003226 010103 MOV R1, R3 003230 005202 INC R2 003232 000755 BR 3166
Otherwise, we're not at the end of the list of valid commands so we copy R1 (the start of the command string after any initial digits have been parsed) into R3 to reset back to the beginning of the user-inputted comand again. R2 is then incremented to represent the index of the next command in the list of valid commands and then control branches back to 3166 to begin again testing with the next command in the list of valid commands.
Tokenising the BASIC command
In the interest of saving memory, the BASIC commands are replaced with unique single character representations, based on the index of the command in the "$"-separated list above.
Here's the code that does that:
003270 062702 ADD #140, R2 003274 110221 MOVB R2, (R1)+ 003276 010104 MOV R1, R4 003300 111321 MOVB (R3), (R1)+ 003302 122327 CMPB (R3)+, #12 003306 001374 BNE 3300
Here's what you need to remember:
R2 contains the index of the matching command from the list of valid commands, starting with 0 for "LIST".
R1 points at the next location in the string after any digits that may be at the beginning of the line.
R3 points at the next character after the whitespace character that follows the command that has been identified.
For example, suppose the command being considered was "10 PRINT "HELLO WORLD"". R1 would contain 10 (which is the index of "PRINT" in the list of commands). R1 points at the space after the number "10" and R3 points at the double quotes after the space after "PRINT".
Now, let's walk through the token mapping code.
003270 062702 ADD #140, R2
Firstly, 140 is added to the value in R2. This means that the BASIC commands have the following token representations:
003274 110221 MOVB R2, (R1)+
The value of the token, now stored in R2, is placed in the string at the location after any numbers on the line, then R1 is incremented.
003276 010104 MOV R1, R4
The value in R1 is copied to R4.
003300 111321 MOVB (R3), (R1)+ ; any characters on the line after the identified command (pointed to by R3) are ; moved to the address pointed to by R1 ; then R1 is incremented 003302 122327 CMPB (R3)+, #12 ; If the value pointed to by R3 equals LF ; Then increment R3 003306 001374 BNE 3300
Now, the value of the character pointed to by R3 is moved to the address pointed to by R1, then R1 is incremented. The value at R3 is then compared to linefeed, and then incremented. If R3 is not equal to linefeed, control branches back to 3300 to copy another character.

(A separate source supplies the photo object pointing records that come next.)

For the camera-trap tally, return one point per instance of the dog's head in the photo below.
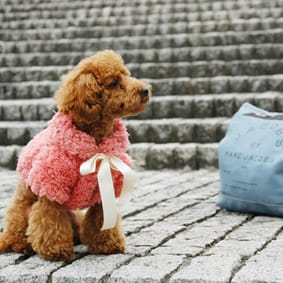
(101, 86)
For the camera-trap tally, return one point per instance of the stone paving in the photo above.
(175, 233)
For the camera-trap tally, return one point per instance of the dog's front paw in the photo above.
(56, 254)
(16, 244)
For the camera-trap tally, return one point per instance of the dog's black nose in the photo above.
(144, 92)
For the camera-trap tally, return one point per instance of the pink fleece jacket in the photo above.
(50, 162)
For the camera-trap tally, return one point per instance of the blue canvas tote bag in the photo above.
(251, 162)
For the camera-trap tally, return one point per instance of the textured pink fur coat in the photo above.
(50, 162)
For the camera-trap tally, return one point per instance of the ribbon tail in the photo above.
(107, 195)
(130, 179)
(88, 166)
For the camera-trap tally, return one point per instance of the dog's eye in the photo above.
(99, 95)
(90, 105)
(114, 83)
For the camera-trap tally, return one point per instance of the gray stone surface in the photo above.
(175, 233)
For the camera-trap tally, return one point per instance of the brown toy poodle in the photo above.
(41, 217)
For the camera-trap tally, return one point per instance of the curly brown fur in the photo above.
(98, 90)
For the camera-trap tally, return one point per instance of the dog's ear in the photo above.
(79, 94)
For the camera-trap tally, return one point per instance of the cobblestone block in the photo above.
(207, 269)
(33, 269)
(89, 269)
(147, 269)
(261, 266)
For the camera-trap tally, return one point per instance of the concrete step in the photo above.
(141, 29)
(161, 87)
(156, 70)
(144, 42)
(128, 8)
(186, 106)
(156, 131)
(147, 155)
(131, 16)
(152, 55)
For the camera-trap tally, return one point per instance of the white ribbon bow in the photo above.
(105, 184)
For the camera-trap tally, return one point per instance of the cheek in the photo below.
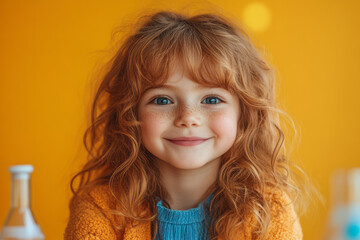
(224, 124)
(153, 124)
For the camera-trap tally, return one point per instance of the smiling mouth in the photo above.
(187, 142)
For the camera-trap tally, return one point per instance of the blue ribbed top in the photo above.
(183, 224)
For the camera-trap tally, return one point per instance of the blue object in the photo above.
(183, 224)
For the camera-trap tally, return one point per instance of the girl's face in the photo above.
(187, 109)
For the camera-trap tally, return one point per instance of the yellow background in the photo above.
(49, 50)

These three lines copy everything after the command into the string buffer pointed to by R1. So, the command:
10 PRINT "HELLO WORLD"
will be translated into
10j "HELLO WORLD"
Referring to the table above, the "j" represents the PRINT command. This saves memory because all of the commands are represented by a single byte.
So far, the code has;
Determined whether the user has pressed return, in which case control returns to the beginning of the loop waiting for another line of input.
Checked whether the line of input begins with a number. If so, determines whether the line consists of a number on its own, which means delete that line number from the program.
Identified which BASIC command the user has entered, or generated an error if the command is not recognised.
Tokenised the BASIC command to save memory.